Limitations of the Review

The main limitation of this review is that the definitions and assessment methods of outcome measures were not similar across studies. This was especially the case for pain and motor function outcomes. In addition, some of the studies reported median and min/max or median and interquartile instead of mean and standard deviations. Therefore we had to estimate the mean and standard deviations for meta-analyses using the available formulae, assuming a normal distribution of data.

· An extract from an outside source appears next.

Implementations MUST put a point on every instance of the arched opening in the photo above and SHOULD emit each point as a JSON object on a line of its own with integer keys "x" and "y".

The findings of this review are limited to hemiplegia caused by stroke. Further research is needed to clarify the effect of FES in other types of hemiplegia caused by other neurological conditions.

Clinical Implications

FES can be added to the conventional therapy for the prevention or reduction of shoulder subluxation by an average of 4.9 mm, early (less than 6 months) after stroke. However, based on the current literature, FES should not be used to reduce pain or improve motor function in the upper arm following stroke.

Conflict of Interests

The authors declare that there is no conflict of interests regarding the publication of this paper.